Zâtının nurundan nur-i evveli halkeyleyen, cümle kâinatı envâr-ı ilâhîyesiyle tezyin eyleyen, nuruna muhatab hazret-i insanı halkeyleyen, nuruyla insanı pür nur eyleyen, âhirde nurunun itmamına kulunu şâhid eyleyen, şehâdet nuruyla cemâlinin nurunu kullarına bahşeyleyen esmâ-ı ilâhîyesinin ve kelâm-ı sübhâniyesinin ve habîbinin nuruyla pür nur olan sırât-ı müstakimini bizlere şeriat, tarîkat, hakikat ve marifet râhı olarak ihsan eyleyen Cenâb-ı zül-Celâl, vel-Kemâl, ve tekaddes Hazretlerine sonsuz hamd ü senâ olsun. Bu hamdin nuruyla gönüllerimiz pür nur olsun.

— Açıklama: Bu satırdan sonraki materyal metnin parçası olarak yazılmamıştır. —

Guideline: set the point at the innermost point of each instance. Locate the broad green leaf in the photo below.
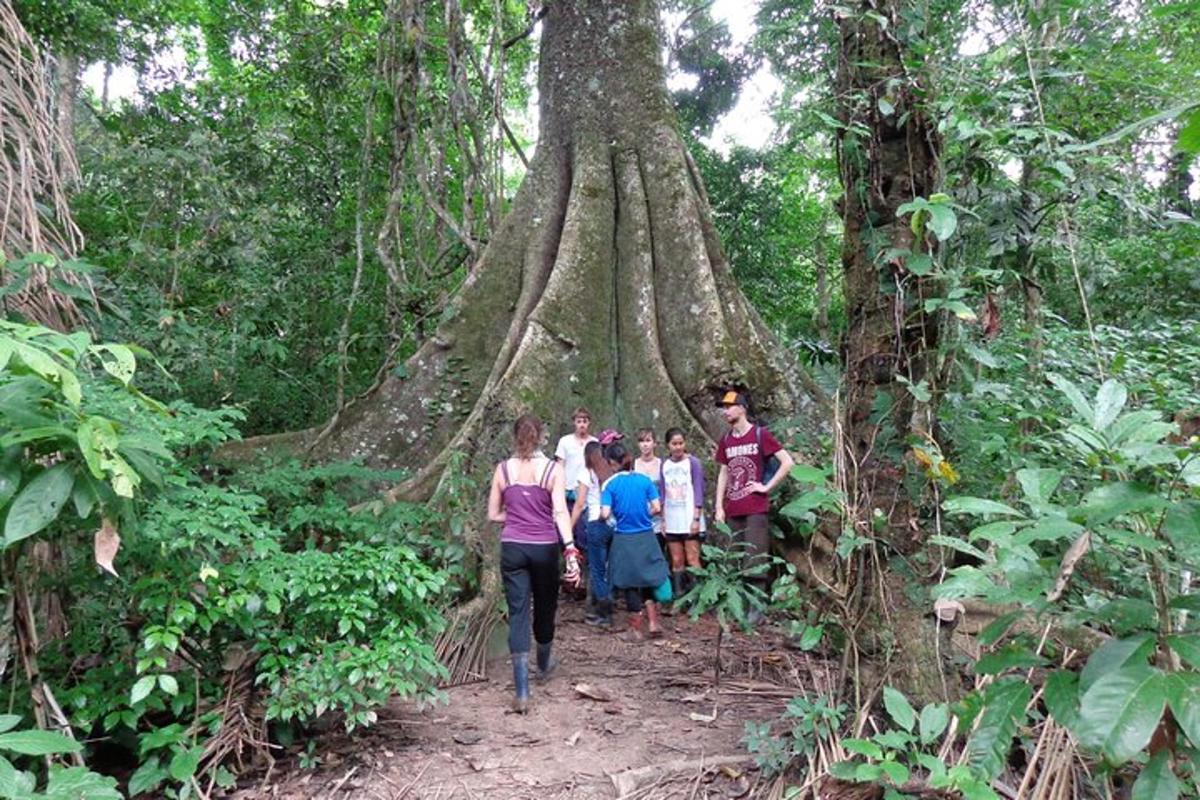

İnsanlığı zulmetten nura, gamdan sürura, firkatten huzura ve vuslata vesile kılan Cenâb-ı Hakkın nurunun mazharı, yaradılan ilk nur, yaradılmışların nurunun nuru, nurun âlâ nur sırrının kandil-i süreyyası, beşir ve nezir, sirâcen münîr, misbah-ı sudûr, gözlerimizin nuru, kalblerimizin sürûrü Efendimiz(sav)e Cenâb-ı Hakkın nuru adedince salât ve selâm olsun. Bu salât ve selâmın nurundan âline ve ashâbına ve etbama dahî ikram olunsun.
Gözümün nuru, Cenâb-ı Hakkın bu fakîre ihsânı, İhsan Efendi oğlum, Esselâmu aleyküm.

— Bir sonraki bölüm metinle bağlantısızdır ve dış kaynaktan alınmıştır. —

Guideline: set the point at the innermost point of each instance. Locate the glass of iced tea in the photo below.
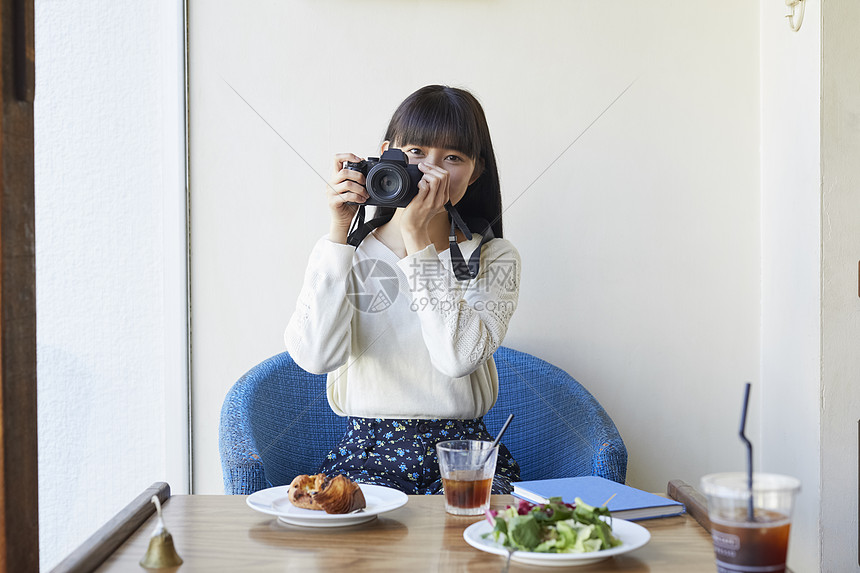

Hak Teâlâ nurunu ziyâde eylesin. Kurân-ı Kerîm ve kelime-i tevhîd ile kalbini pür nur eylesin. Nurunla Efendimizin nurunu bir eylesin. Cenâb-ı Hakk senden râzı olsun.
İhsan Efendi oğlum, her geçen gün hem hizmetin hem bu hizmete binaen evrâd ü ezkârın artacak. Derler ya, Cenâb-ı Hakk, dağına göre kar verirmiş. İnşâallah bu kar Efendimiz(sav)in buyurduğu gibi günahlarımızı temizleyip götüren kar suyu gibi olur. Bu da yanımıza inşâallah kâr olarak kalır. Zaten kişi hizmet edebilmek için vird ve zikre muhtaçtır. Çünkü ibadet, zikir ve mücâhede dervişin azığı gibidir. Azık olmadan yola çıkılmayacağı gibi ibâdât ü taat olmadan hizmette muvaffak olmak mümkün değildir. Hele dervişin zikri onun için nefes almak gibidir. Allah muhafaza, kişi taatsiz ve ibadetsiz hizmet etse belki insanlar ondan istifade eder fakat kendisi mânen iflasın eşiğine kadar gelir. Cenâb-ı Hakka boyun eğecek, itaat edeceksin ki, kulların hizmetini dimdik ayakta kalarak göresin. Eskilerin tabiriyle taatta dâim olacaksın ki hizmetle kâim olasın.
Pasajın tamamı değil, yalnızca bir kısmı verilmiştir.